Nagalim: On the Brink of Compromise
After fifteen years of negotiations, representatives from Delhi and the National Socialist Council of Nagalim are close to a settlement that will allow for rapid political reconciliation.
Below is an article published by the Morung Express:
After months and months of what would seem like quiet diplomacy, some hard bargaining and of course lots of patience and commitment, the Government of India and the National Socialist Council of Nagalim are finally looking at “working out a settlement in the shortest possible time”. This was announced in a rare but welcome joint statement signed by RS Pandey, Interlocutor, Representative of the Government of India and Th. Muivah, Chief Negotiator and General Secretary of the NSCN. Although there has been no specifics mentioned by both the two entities yet, there is enough indication or hint to suggest that some form of political settlement is going to take place soon. Credit must go to both sides, for having had the courage of conviction, to pursue the way of dialogue in order to settle what is arguably, one of the longest running conflicts in the region. According to whatever little information was contained in the joint statement, “sustained negotiations over the past few months have led to a set of proposals for an honorable political settlement based on the uniqueness of Naga history and situation which was recognized by the GoI in 2002, as well as the contemporary realities and a future vision consistent with the imperatives of the 21st century”. It further went on to add that while the differences between the two parties have narrowed, some of the proposals would require further negotiations to reach a mutually acceptable solution. So while it is true that the political dialogue has now dragged on for almost fifteen years and endless round of talks, the latest joint statement is indeed a significant push to the decade long peace process. Not only is it long overdue but in a way for Delhi, it makes sense to wrap up the Naga talks process given that it has now entered into similar processes with other armed groups particularly the ULFA and it will require effort and attention on its part. In fact before opening any serious dialogue with the ULFA, the talks with the NSCN should be brought to some form of conclusion.

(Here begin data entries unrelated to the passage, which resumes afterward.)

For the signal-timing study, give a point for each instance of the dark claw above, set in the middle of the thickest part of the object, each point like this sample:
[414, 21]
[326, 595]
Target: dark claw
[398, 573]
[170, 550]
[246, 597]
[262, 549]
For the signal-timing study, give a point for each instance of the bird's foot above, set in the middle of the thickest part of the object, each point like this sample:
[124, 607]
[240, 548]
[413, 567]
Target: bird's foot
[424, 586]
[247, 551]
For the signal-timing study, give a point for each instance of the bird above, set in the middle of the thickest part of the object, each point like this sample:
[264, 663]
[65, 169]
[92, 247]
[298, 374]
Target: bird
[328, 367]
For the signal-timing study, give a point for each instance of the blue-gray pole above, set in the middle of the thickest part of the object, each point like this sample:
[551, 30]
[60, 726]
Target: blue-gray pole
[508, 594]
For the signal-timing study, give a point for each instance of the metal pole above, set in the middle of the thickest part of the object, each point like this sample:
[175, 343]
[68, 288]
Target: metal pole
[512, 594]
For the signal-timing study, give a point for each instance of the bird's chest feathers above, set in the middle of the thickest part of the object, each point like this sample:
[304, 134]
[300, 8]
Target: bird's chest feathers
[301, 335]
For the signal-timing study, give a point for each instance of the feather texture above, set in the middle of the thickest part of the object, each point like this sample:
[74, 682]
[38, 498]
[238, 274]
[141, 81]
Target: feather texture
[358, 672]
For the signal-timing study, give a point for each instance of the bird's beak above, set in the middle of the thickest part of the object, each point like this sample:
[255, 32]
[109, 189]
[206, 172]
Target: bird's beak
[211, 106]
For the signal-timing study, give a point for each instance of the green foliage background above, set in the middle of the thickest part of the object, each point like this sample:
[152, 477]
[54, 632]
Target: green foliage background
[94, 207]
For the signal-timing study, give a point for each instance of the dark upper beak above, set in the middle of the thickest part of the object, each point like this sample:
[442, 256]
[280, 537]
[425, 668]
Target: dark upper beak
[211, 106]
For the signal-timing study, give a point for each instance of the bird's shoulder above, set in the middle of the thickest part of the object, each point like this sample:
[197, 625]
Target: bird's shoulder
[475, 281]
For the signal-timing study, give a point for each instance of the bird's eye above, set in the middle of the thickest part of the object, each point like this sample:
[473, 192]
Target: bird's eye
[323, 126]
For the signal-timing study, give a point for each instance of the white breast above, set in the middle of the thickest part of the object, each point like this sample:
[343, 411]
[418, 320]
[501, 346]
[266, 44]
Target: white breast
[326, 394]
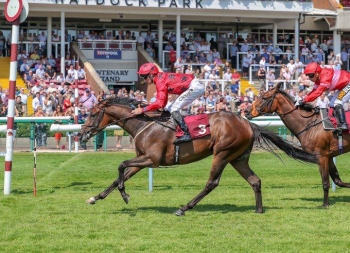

Without going into the speculation part on the contours of the current negotiation between the GoI and NSCN, what we will try and do is to look into one significant point made in the joint statement which is that both the parties are confident in “working out a settlement in the shortest possible time by appreciating and respecting each other’s positions and difficulties”. While it was always a known fact that for a dialogue to be successful there would have to be a spirit of give and take, nevertheless this is possibly the first time that a timeframe has been given for a settlement to take place. The use of the phrase ‘shortest possible time’ indicates a high level of trust and confidence and that both sides have more or less decided to take the plunge and to agree on a set of proposals, although it is possible, especially for the NSCN, to seek some specific terms of agreement and even a third party guarantee. This is well advisable given the bitter experience of Nagas entering into agreement/s with several political dispensations in India in the past. No doubt a solution is long overdue however the other obvious concern is to ensure that this is acceptable to all sections. As done in the past, the National Socialist Council of Nagalim should consult the Naga people. It should also continue to work with the Forum for Naga Reconciliation (FNR) and find a way towards evolving an inclusive platform through political reconciliation and consensus with the other groups.